E isto só aconteceu porque a professora é cinco estrelas. E já não é a primeira vez que vou pra aula a arrastar os pés, porque vamos lá ser honestos, quem é que no seu perfeito juízo quer aprender Holandês, pra mais depois de já ter regressado?, e que fico a aula toda, e aprendo e …. gosto!

O CCL não me paga minimamente a publicidade que lhe vou fazer agora. Se o faço é por respeito e consideração à Ellen, que é boa professora, e boa pessoa, e que é a Holandesa mais Portuguesa que conheço.
Talvez superada pela minha amiga Thessa, mas a Thessa cresceu em Portugal, e a Ellen na Holanda, por isso estão, vá, empatadas.
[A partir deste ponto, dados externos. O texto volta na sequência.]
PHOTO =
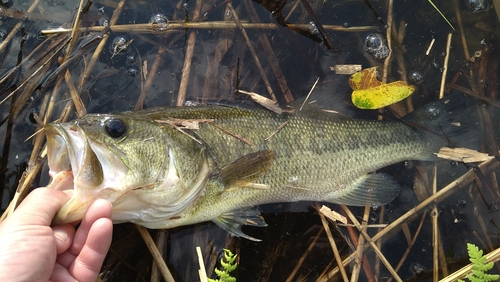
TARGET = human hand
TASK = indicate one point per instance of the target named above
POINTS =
(32, 250)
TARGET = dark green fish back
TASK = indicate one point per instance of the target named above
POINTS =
(318, 155)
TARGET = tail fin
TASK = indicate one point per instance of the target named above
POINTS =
(451, 121)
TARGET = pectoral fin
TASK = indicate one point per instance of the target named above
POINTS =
(245, 170)
(232, 222)
(370, 190)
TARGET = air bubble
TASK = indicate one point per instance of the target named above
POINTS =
(416, 77)
(159, 22)
(434, 111)
(119, 45)
(131, 59)
(478, 6)
(6, 3)
(104, 22)
(417, 268)
(313, 29)
(133, 72)
(376, 46)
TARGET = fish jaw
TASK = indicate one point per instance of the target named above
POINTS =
(76, 168)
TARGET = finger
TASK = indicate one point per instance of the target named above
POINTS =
(64, 235)
(98, 209)
(39, 207)
(87, 265)
(60, 273)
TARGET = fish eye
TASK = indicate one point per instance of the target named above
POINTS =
(115, 127)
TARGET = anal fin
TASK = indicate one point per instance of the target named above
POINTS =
(234, 220)
(370, 190)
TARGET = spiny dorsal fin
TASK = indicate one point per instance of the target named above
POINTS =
(243, 171)
(234, 220)
(370, 190)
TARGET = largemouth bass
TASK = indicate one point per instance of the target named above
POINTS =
(169, 167)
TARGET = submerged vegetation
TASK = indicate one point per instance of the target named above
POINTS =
(228, 263)
(62, 59)
(479, 266)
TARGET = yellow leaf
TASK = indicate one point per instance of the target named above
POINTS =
(370, 93)
(382, 95)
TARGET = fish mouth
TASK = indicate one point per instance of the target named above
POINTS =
(74, 169)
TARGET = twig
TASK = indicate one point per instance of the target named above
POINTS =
(334, 247)
(280, 77)
(492, 256)
(201, 272)
(430, 47)
(253, 52)
(326, 39)
(263, 101)
(16, 28)
(359, 247)
(309, 94)
(93, 60)
(304, 256)
(155, 253)
(461, 29)
(390, 28)
(149, 81)
(379, 243)
(372, 244)
(74, 32)
(79, 106)
(186, 69)
(458, 183)
(413, 240)
(146, 28)
(435, 229)
(160, 244)
(445, 67)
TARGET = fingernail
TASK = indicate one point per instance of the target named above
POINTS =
(61, 235)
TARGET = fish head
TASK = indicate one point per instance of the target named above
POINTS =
(131, 162)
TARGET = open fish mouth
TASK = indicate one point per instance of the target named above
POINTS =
(73, 166)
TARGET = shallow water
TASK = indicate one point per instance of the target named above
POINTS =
(221, 64)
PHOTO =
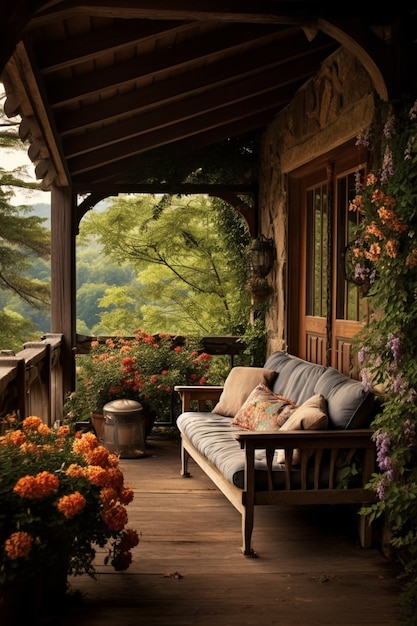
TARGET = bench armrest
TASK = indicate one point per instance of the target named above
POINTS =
(205, 396)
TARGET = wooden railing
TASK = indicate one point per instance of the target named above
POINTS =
(31, 380)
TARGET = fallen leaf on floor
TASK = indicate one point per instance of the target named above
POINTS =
(174, 575)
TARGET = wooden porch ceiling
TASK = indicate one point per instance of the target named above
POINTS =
(101, 85)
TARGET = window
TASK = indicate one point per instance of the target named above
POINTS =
(317, 251)
(348, 299)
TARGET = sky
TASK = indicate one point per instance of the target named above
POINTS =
(11, 159)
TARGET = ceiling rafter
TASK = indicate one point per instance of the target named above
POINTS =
(107, 82)
(185, 57)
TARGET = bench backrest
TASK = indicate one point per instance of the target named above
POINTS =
(349, 405)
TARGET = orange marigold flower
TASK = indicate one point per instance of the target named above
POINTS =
(378, 197)
(374, 253)
(411, 260)
(109, 496)
(98, 456)
(356, 204)
(373, 229)
(129, 540)
(371, 179)
(28, 447)
(42, 485)
(63, 431)
(391, 220)
(18, 545)
(43, 429)
(97, 475)
(16, 437)
(126, 495)
(392, 249)
(121, 561)
(114, 478)
(31, 423)
(115, 518)
(113, 460)
(72, 504)
(75, 471)
(86, 443)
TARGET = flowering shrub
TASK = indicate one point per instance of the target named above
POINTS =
(385, 252)
(59, 492)
(144, 368)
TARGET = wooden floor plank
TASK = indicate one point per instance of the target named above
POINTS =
(188, 568)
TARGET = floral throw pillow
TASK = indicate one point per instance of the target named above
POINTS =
(263, 410)
(311, 415)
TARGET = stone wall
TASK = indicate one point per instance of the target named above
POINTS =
(326, 112)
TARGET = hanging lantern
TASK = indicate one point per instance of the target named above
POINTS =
(261, 254)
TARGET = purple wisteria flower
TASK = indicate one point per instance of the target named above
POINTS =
(413, 111)
(407, 152)
(385, 464)
(380, 490)
(358, 182)
(410, 433)
(387, 165)
(362, 140)
(394, 344)
(399, 385)
(362, 355)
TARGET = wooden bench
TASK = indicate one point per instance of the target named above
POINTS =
(335, 464)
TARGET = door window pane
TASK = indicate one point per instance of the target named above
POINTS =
(349, 305)
(317, 251)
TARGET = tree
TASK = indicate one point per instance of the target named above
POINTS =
(189, 256)
(22, 239)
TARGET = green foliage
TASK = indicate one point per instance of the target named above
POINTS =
(385, 252)
(231, 161)
(59, 495)
(190, 264)
(144, 368)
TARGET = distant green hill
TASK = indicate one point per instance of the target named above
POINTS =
(44, 211)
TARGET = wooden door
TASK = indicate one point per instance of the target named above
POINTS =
(325, 311)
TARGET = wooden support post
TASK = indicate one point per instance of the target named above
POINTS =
(63, 284)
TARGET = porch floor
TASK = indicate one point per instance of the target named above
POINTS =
(188, 568)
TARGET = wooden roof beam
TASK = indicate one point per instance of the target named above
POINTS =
(177, 129)
(200, 139)
(183, 57)
(274, 81)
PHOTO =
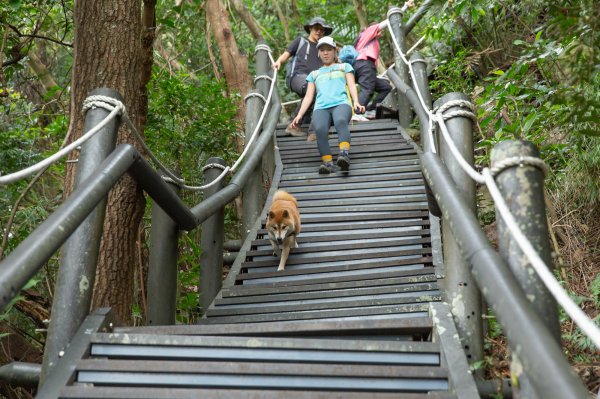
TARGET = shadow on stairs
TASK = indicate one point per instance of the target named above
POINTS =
(355, 314)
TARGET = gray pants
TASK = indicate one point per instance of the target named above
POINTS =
(366, 77)
(298, 84)
(322, 118)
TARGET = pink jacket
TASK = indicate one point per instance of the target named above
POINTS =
(372, 50)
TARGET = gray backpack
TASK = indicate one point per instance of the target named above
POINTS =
(291, 65)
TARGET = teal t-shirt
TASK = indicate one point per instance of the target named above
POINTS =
(331, 85)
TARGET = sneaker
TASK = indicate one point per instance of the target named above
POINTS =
(359, 118)
(343, 161)
(370, 114)
(326, 168)
(294, 131)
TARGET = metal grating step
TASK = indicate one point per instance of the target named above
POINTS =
(141, 361)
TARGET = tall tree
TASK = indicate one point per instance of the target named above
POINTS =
(252, 24)
(108, 53)
(235, 64)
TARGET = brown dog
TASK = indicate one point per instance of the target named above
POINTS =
(283, 225)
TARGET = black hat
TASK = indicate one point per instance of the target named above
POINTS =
(318, 21)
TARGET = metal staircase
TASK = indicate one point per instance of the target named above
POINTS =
(355, 314)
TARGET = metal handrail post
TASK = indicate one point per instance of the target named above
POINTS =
(251, 191)
(162, 267)
(77, 270)
(264, 70)
(421, 84)
(211, 258)
(405, 114)
(522, 187)
(461, 291)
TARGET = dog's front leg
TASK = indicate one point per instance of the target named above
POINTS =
(284, 255)
(276, 249)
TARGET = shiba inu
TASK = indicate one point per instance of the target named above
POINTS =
(283, 225)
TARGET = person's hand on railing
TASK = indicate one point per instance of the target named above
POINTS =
(359, 109)
(297, 121)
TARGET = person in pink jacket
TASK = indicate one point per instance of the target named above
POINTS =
(365, 67)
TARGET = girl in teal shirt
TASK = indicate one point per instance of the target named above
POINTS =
(332, 105)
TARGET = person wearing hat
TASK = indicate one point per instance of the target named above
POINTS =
(333, 85)
(367, 45)
(304, 51)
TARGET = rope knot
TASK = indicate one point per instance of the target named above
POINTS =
(521, 160)
(108, 103)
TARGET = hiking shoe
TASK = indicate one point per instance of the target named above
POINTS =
(294, 131)
(326, 168)
(359, 118)
(343, 161)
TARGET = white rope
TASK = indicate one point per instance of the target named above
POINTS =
(258, 124)
(291, 102)
(562, 297)
(543, 271)
(259, 77)
(520, 160)
(16, 176)
(414, 47)
(255, 94)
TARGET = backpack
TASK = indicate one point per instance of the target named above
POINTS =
(291, 65)
(348, 54)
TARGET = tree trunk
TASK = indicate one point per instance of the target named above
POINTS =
(108, 53)
(253, 26)
(235, 64)
(284, 21)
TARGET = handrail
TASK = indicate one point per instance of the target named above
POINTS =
(29, 256)
(542, 357)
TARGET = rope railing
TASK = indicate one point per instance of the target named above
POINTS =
(486, 177)
(117, 108)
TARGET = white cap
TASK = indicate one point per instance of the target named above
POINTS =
(328, 40)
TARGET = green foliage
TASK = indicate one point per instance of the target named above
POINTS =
(189, 121)
(453, 74)
(188, 295)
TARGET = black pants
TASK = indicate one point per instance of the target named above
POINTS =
(366, 77)
(298, 84)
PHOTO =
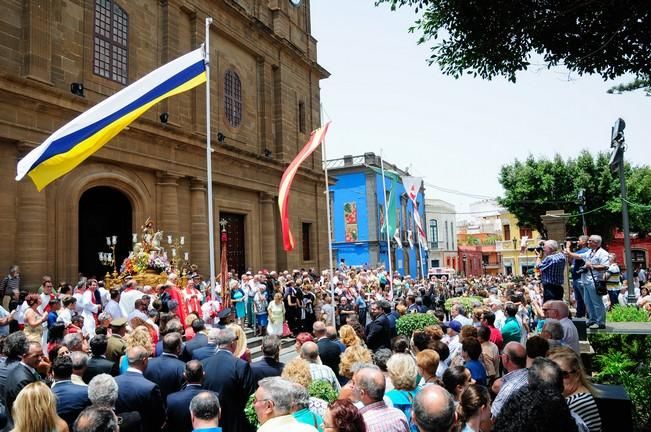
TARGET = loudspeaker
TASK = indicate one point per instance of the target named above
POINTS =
(579, 323)
(615, 408)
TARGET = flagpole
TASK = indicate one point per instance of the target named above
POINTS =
(386, 223)
(328, 210)
(211, 228)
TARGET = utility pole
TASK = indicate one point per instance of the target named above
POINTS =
(618, 144)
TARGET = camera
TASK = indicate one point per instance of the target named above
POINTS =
(538, 249)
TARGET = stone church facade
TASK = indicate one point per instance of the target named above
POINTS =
(59, 58)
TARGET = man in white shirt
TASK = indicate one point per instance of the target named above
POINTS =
(113, 306)
(129, 296)
(596, 262)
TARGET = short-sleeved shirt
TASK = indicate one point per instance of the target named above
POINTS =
(598, 257)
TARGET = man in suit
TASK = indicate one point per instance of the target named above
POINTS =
(116, 346)
(378, 331)
(231, 378)
(208, 350)
(179, 402)
(205, 411)
(329, 351)
(200, 338)
(23, 373)
(71, 398)
(167, 370)
(98, 363)
(135, 392)
(268, 365)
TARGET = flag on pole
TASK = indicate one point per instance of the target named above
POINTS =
(316, 137)
(396, 237)
(412, 186)
(74, 142)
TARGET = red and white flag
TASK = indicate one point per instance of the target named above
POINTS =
(316, 137)
(412, 186)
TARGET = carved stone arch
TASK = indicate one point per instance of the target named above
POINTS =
(68, 195)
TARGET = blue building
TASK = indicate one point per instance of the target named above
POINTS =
(357, 202)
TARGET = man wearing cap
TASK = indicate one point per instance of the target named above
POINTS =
(231, 378)
(454, 328)
(116, 345)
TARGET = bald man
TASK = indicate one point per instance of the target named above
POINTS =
(433, 409)
(558, 310)
(368, 389)
(310, 353)
(137, 393)
(514, 360)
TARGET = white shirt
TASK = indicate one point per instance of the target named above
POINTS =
(115, 310)
(570, 334)
(88, 309)
(128, 300)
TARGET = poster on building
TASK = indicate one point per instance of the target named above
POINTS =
(350, 221)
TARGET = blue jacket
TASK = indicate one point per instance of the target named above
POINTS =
(137, 393)
(178, 408)
(167, 372)
(71, 400)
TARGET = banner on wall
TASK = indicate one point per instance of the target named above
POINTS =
(350, 221)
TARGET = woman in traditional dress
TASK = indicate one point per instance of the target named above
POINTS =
(33, 319)
(276, 311)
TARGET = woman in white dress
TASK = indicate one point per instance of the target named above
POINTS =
(276, 311)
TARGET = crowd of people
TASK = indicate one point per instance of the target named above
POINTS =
(175, 358)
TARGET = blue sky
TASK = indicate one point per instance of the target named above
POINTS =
(457, 134)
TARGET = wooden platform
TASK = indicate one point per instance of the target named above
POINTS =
(624, 328)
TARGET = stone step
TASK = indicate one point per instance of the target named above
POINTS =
(286, 346)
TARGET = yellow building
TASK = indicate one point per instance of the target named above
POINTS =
(517, 259)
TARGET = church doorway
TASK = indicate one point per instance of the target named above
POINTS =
(103, 212)
(235, 250)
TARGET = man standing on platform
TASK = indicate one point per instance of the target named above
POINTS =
(552, 271)
(577, 285)
(10, 286)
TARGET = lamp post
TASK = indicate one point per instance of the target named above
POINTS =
(618, 144)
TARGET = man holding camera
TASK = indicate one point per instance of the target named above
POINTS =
(552, 271)
(596, 262)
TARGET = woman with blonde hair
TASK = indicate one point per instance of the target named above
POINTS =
(298, 371)
(348, 335)
(138, 337)
(35, 410)
(276, 312)
(34, 319)
(353, 354)
(577, 388)
(241, 349)
(403, 373)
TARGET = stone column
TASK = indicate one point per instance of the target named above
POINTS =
(169, 204)
(555, 222)
(199, 253)
(31, 238)
(8, 190)
(268, 232)
(37, 40)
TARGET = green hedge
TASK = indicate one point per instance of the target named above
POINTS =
(407, 324)
(467, 303)
(623, 359)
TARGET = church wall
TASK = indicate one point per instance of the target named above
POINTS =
(45, 46)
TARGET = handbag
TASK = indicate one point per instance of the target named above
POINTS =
(600, 285)
(286, 330)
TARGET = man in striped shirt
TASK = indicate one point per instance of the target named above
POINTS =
(368, 388)
(552, 271)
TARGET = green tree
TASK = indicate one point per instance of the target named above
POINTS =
(534, 186)
(498, 37)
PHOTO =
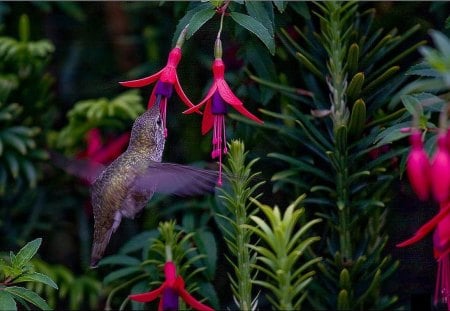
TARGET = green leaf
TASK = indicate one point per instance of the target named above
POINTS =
(36, 277)
(207, 245)
(139, 241)
(27, 252)
(355, 86)
(357, 118)
(28, 295)
(301, 8)
(257, 10)
(185, 20)
(255, 27)
(7, 302)
(198, 20)
(412, 104)
(424, 70)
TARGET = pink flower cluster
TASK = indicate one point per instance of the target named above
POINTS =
(430, 176)
(215, 103)
(433, 177)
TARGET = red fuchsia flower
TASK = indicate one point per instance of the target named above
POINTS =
(169, 291)
(418, 166)
(165, 79)
(215, 102)
(440, 170)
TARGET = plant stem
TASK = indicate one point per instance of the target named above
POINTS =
(337, 84)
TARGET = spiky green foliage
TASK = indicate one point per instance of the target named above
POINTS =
(15, 273)
(235, 196)
(283, 245)
(142, 274)
(21, 101)
(80, 291)
(350, 72)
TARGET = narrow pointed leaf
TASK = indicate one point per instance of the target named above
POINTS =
(256, 28)
(198, 20)
(28, 295)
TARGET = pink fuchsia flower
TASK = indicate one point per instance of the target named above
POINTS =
(440, 170)
(418, 166)
(169, 291)
(216, 104)
(429, 226)
(166, 79)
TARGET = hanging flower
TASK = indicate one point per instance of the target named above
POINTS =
(418, 166)
(216, 100)
(165, 80)
(169, 291)
(440, 170)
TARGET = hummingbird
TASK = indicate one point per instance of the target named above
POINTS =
(123, 188)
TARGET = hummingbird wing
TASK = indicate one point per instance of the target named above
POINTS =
(181, 180)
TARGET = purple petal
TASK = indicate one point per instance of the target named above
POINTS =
(164, 88)
(170, 299)
(218, 104)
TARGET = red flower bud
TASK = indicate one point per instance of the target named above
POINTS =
(440, 170)
(418, 167)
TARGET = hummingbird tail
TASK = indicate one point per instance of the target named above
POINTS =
(100, 242)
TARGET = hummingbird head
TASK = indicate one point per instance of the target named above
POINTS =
(147, 134)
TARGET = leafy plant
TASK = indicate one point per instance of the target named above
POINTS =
(78, 291)
(350, 73)
(279, 252)
(232, 220)
(114, 114)
(17, 271)
(143, 273)
(20, 137)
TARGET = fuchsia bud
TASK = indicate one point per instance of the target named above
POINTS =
(418, 166)
(440, 170)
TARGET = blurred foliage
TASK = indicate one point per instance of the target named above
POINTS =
(116, 115)
(20, 270)
(141, 273)
(75, 292)
(105, 42)
(350, 73)
(279, 259)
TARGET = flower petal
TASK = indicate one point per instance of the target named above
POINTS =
(247, 114)
(227, 94)
(152, 99)
(208, 118)
(191, 301)
(181, 93)
(144, 81)
(168, 75)
(426, 228)
(149, 296)
(207, 97)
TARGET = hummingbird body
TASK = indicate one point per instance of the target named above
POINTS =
(124, 187)
(115, 193)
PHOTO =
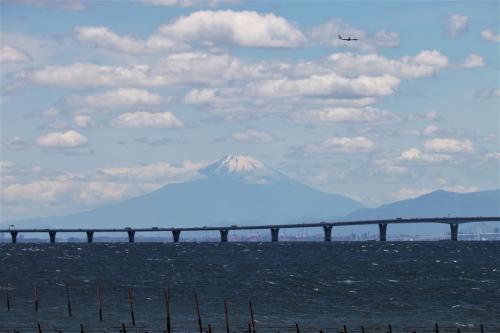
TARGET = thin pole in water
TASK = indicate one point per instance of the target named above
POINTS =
(200, 327)
(166, 298)
(226, 315)
(251, 316)
(67, 300)
(131, 305)
(36, 298)
(99, 301)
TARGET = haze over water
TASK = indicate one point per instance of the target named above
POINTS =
(315, 284)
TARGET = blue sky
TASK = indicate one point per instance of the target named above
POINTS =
(106, 100)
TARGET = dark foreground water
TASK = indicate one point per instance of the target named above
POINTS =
(315, 284)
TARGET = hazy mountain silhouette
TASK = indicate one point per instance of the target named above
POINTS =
(439, 203)
(233, 190)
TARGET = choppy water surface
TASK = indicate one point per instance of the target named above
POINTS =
(315, 284)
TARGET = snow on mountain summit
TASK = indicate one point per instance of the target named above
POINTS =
(243, 167)
(237, 163)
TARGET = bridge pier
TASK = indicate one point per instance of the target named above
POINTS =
(328, 232)
(274, 234)
(13, 235)
(52, 236)
(223, 235)
(382, 229)
(177, 234)
(131, 236)
(454, 231)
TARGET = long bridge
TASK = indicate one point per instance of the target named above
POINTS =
(453, 222)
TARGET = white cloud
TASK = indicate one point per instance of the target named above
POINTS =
(424, 64)
(82, 121)
(448, 145)
(155, 172)
(488, 93)
(489, 36)
(118, 98)
(328, 33)
(103, 37)
(345, 115)
(248, 136)
(473, 61)
(416, 156)
(430, 130)
(334, 145)
(144, 119)
(11, 54)
(88, 74)
(244, 28)
(332, 85)
(69, 139)
(457, 25)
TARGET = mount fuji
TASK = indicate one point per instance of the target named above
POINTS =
(233, 190)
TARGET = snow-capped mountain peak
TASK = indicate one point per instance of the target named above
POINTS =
(237, 163)
(242, 167)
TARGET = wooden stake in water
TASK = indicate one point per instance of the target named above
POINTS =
(251, 316)
(226, 315)
(7, 299)
(67, 300)
(36, 298)
(131, 305)
(99, 301)
(200, 327)
(166, 298)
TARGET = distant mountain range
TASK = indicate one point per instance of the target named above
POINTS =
(233, 190)
(242, 190)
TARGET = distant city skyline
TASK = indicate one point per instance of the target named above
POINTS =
(103, 101)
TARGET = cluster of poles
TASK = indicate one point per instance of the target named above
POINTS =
(208, 329)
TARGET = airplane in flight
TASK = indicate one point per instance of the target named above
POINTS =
(347, 39)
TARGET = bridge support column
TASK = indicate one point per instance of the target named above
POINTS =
(131, 236)
(177, 235)
(382, 229)
(274, 234)
(454, 231)
(13, 235)
(223, 235)
(328, 232)
(52, 236)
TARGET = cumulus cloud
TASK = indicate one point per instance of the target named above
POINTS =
(449, 145)
(457, 25)
(243, 28)
(330, 85)
(143, 119)
(488, 93)
(424, 64)
(10, 53)
(327, 33)
(473, 61)
(344, 145)
(82, 121)
(248, 136)
(118, 98)
(69, 139)
(369, 115)
(489, 36)
(105, 38)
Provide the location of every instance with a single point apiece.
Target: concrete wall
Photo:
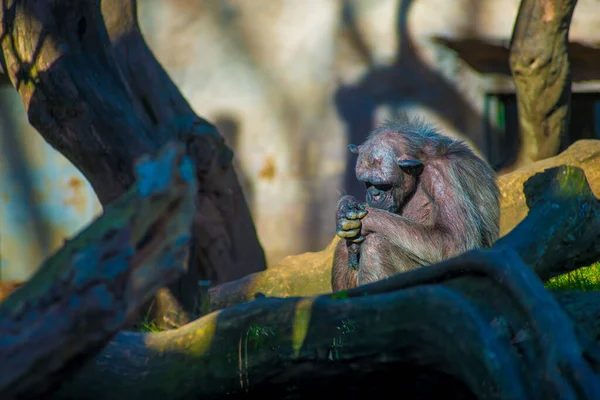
(290, 83)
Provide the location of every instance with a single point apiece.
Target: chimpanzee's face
(389, 178)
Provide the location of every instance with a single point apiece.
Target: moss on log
(483, 318)
(91, 288)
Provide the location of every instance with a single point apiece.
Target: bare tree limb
(539, 62)
(96, 93)
(89, 290)
(482, 318)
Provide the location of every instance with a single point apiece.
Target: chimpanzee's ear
(411, 166)
(354, 149)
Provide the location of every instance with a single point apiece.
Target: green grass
(148, 326)
(585, 279)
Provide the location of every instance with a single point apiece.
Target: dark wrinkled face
(390, 179)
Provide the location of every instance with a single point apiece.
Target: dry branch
(539, 62)
(483, 318)
(90, 289)
(96, 93)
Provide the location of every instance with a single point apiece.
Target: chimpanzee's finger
(351, 234)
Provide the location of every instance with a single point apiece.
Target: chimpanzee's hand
(348, 219)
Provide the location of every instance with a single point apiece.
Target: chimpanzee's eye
(383, 188)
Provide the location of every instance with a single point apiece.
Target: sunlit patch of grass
(584, 279)
(149, 327)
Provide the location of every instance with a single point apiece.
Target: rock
(310, 273)
(304, 274)
(584, 154)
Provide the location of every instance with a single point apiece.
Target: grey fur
(452, 207)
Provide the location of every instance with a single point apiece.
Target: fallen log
(312, 271)
(94, 91)
(482, 323)
(94, 285)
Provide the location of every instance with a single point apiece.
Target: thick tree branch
(483, 318)
(96, 93)
(539, 62)
(89, 290)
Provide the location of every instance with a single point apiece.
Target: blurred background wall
(290, 83)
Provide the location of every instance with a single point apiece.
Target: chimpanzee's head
(390, 175)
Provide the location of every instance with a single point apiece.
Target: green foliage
(585, 279)
(347, 326)
(341, 295)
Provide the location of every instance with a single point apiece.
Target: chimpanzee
(429, 198)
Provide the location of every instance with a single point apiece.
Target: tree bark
(87, 292)
(482, 320)
(96, 93)
(539, 62)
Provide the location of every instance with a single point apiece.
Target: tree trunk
(87, 292)
(539, 62)
(96, 93)
(481, 323)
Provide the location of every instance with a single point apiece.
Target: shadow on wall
(406, 82)
(229, 127)
(24, 226)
O Neerlandês (Holandês em termos práticos, mas correctamente denominado Neerlandês) é uma língua intragável, mas que é cada vez mais necessária caso queiram arranjar um emprego na Holanda.
Eu sempre disse que se soubesse o que sei hoje, teria aprendido Holandês antes de ir pra Holanda, mas como foi tudo muito rápido e despreparado, fui sem noção. E os cursos de Holandês na Holanda custam 1000€ por mês. Aqui é 50€. É fazer as contas.
POR ACASO até tive sorte profissionalmente e safei-me em inglês durante bastantes anos, mas ao fim de 7 anos não há desculpa para não saber falar a língua do País de Acolhimento.
O que é certo é que eu costumo ser uma pessoa bastante coerente, e disse aos meus Chefes que se algum dia voltasse pra Portugal a trabalhar pra Holanda, que iria aprender Holandês. E assim foi.

Escolhi o CCL porque era mais perto da minha casa e porque era mais barato que o outro (só encontrei mais um) curso que encontrei, mas hoje recomendo-o porque acho que vale a pena, que efectivamente aprendo (e aprenderei, porque vou fazer o segundo ano), e porque acho que faz uma diferença imensa nas minhas relações profissionais.

E finalmente vou deixar de dizer “ik spreek niet nederlands”.

Pra terminar, o CCL faz cursos de verão intensivos, se puderem façam-nos antes de embarcarem na vossa nova aventura emigrante 🙂
E não digam que não vos ensino nada!